Les conditions déplorables dans lesquelles vit le peuple palestinien sont générées par la mauvaise gouvernance de l'autorité du Hamas. Cependant, même si ledit territoire était gouverné par l'administration la plus transparente et la plus compétente, cela ne changerait pas grand-chose, puisque l'intérêt d'Israël passe par une pleine adhésion au territoire où demeure la Palestine. Même au sein de la direction la plus conservatrice du parti au pouvoir, on parle d'endoctriner les musulmans de ces territoires pour faciliter leur assimilation à la société à prédominance juive d'Israël.

Le gouvernement israélien a été accusé d'avoir commis des crimes de guerre et des crimes contre l'humanité contre des manifestants palestiniens sur et autour de son territoire. Même en faisant un usage disproportionné de la force pour répondre aux menaces du Hamas sur le territoire palestinien. La campagne virulente d'Israël contre le peuple palestinien obéit à l'intérêt du parti au pouvoir de démontrer sa capacité d'action à une société israélienne de plus en plus critique de son autorité.

Cependant, cette stratégie obéit également aux intérêts d'agents plus puissants. Plus précisément des États-Unis, dont le gouvernement, malgré le changement d'administration de Trump à Biden, n'a pas montré de volonté politique claire pour arbitrer et mettre fin au conflit. Les deux semblent montrer que pour Washington, il est essentiel de maintenir un état conflictuel dans la région. Le président de l'époque, Donald Trump, a parrainé la conclusion des accords de paix entre Israël, les Émirats arabes unis et Bahreïn.

Bien que l'intention de ces accords ait été présentée comme un effort pour promouvoir la paix dans la région, des voix critiques au sein de l'Union américaine mentionnent que ces accords n'ont pas été créés pour résoudre le conflit israélo-palestinien, mais pour normaliser les relations entre le gouvernement d'Israël et de deux nations arabes. Car ces derniers seraient des alliés importants des Etats-Unis dans une éventuelle confrontation avec l'Iran. Il n'est pas surprenant que l'administration actuelle dirigée par Joe Biden n'ait pas encore nommé d'ambassadeur américain en Israël ou d'envoyé spécial pour arbitrer la crise.

Outre les intérêts économiques évidents dans le conflit, dépeints dans l'accord de Washington pour vendre des cargaisons d'armes américaines à Israël pour plus de 700 millions de dollars, il est clair que le conflit n'est plus uniquement dû aux intérêts patriotiques des deux pays. Le scénario facilite l'obtention d'un capital politique pour les deux protagonistes.

Le cessez-le-feu est plus enclin à être un outil médiatique utilisé à la fois par le gouvernement Netanyahu et le Hamas, qui cherchent à devenir les héros du conflit. D'un côté, le gouvernement israélien se présente comme un défenseur du pays et entend faire preuve d'une puissance inégalée dans la région en stoppant plus de 90% des missiles envoyés sur son territoire. D'autre part, le gouvernement du Hamas en Palestine se présente comme un défenseur des musulmans violés et comme un champion de l'établissement d'un État palestinien, de la même manière qu'il entend démontrer une capacité considérable à mener des attaques qui représentent une menace sérieuse à Israël.

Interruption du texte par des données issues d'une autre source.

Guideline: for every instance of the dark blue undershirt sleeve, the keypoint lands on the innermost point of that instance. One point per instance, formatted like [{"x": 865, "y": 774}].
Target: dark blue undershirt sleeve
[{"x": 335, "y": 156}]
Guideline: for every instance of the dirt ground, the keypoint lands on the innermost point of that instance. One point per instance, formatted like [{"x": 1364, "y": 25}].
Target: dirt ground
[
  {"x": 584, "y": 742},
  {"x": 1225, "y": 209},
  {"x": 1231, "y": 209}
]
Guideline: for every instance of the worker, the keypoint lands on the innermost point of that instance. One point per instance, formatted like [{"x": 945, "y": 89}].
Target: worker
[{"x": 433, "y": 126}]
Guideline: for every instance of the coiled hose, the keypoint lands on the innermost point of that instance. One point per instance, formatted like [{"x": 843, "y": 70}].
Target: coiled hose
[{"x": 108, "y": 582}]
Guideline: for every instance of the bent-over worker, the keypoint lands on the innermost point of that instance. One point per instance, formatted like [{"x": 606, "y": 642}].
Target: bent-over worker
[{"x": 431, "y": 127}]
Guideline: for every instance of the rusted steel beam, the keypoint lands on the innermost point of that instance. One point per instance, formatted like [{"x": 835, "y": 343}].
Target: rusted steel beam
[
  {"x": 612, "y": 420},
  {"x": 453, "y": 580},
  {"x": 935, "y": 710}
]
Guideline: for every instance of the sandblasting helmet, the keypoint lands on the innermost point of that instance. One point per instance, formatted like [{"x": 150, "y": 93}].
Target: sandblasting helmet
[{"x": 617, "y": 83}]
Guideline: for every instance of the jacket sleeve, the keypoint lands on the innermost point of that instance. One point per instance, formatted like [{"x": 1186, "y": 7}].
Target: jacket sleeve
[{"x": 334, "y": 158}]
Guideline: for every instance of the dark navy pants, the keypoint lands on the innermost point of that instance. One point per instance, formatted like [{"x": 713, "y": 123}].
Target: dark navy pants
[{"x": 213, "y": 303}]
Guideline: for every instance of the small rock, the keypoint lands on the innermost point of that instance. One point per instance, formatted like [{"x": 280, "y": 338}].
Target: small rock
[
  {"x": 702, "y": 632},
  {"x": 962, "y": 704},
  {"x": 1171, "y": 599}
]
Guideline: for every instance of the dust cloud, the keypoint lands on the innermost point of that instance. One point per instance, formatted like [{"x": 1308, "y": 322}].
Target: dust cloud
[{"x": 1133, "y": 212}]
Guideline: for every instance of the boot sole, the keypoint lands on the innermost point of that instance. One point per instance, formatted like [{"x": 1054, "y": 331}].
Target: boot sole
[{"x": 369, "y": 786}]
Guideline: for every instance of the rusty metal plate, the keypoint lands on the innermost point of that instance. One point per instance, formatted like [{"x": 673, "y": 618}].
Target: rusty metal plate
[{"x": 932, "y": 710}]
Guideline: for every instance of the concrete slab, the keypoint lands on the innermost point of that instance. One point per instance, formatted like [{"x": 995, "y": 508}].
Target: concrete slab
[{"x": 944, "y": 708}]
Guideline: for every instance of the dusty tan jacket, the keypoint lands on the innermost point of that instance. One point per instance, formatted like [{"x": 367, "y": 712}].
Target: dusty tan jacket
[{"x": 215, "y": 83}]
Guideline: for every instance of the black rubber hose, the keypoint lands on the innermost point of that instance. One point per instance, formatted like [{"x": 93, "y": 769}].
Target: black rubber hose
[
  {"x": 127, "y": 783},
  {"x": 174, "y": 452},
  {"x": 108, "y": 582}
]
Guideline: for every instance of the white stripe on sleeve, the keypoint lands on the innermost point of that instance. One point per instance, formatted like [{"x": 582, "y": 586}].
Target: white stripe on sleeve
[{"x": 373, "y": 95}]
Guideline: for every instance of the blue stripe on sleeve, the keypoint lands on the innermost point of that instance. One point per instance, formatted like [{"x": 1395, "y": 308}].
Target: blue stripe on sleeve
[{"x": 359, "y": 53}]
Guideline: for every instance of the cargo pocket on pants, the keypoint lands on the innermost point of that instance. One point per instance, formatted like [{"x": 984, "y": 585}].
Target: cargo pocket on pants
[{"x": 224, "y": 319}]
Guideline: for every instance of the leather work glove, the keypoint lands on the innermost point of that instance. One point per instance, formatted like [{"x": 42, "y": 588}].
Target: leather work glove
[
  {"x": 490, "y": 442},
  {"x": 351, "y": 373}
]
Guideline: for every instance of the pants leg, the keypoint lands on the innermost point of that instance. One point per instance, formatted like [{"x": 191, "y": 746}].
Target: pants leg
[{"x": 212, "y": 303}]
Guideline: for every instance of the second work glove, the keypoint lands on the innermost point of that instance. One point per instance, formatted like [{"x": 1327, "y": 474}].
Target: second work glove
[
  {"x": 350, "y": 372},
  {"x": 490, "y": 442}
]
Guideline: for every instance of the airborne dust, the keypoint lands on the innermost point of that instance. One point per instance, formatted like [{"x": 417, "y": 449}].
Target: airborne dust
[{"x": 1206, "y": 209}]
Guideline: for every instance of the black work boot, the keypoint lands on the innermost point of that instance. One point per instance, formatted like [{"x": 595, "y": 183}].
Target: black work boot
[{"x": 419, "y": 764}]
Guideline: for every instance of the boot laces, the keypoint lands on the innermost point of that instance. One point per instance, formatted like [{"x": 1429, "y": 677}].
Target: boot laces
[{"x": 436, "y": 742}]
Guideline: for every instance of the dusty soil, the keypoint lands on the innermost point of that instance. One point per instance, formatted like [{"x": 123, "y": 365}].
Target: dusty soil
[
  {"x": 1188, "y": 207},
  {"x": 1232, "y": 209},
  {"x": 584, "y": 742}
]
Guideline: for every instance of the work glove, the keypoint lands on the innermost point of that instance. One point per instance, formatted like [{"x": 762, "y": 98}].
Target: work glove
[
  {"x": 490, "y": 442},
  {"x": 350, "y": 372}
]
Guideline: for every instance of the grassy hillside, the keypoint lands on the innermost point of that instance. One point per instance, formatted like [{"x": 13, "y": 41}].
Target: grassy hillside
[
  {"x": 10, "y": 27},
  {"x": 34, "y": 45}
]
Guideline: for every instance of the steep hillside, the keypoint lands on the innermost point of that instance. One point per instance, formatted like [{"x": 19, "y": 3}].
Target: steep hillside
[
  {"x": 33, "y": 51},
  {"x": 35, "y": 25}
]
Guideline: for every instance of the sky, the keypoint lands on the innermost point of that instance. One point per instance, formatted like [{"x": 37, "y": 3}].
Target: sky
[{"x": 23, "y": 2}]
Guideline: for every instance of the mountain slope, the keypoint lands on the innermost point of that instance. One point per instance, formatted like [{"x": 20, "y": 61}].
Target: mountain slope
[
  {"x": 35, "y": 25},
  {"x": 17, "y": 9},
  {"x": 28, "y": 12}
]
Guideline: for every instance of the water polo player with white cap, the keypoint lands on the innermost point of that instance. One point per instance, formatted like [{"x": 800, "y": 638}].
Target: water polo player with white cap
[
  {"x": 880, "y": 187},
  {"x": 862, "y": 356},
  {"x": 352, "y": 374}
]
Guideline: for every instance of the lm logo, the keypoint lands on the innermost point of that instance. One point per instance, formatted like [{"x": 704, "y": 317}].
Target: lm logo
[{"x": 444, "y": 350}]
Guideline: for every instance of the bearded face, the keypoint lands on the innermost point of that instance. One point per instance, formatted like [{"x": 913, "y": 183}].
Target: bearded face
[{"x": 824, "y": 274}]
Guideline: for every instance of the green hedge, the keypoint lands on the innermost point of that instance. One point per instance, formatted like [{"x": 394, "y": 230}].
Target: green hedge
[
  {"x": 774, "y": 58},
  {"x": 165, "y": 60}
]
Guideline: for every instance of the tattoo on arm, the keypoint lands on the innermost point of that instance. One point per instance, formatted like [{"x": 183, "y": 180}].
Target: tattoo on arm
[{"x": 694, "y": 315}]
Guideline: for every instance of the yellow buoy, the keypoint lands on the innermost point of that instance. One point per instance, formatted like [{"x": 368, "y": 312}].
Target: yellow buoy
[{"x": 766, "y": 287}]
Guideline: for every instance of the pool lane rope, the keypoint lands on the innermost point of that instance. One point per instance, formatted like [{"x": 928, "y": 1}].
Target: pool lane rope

Malheureusement, les intérêts les moins dominants sont ceux de la société civile des deux côtés. Des Palestiniens fatigués de vivre dans des conditions déplorables dans la bande de Gaza et en Cisjordanie. Comme les Israéliens, épuisés de vivre dans une situation perpétuelle de conflit et de violence. Le cessez-le-feu est loin de représenter une solution qui fera durer la paix dans une région en proie à l'ambition.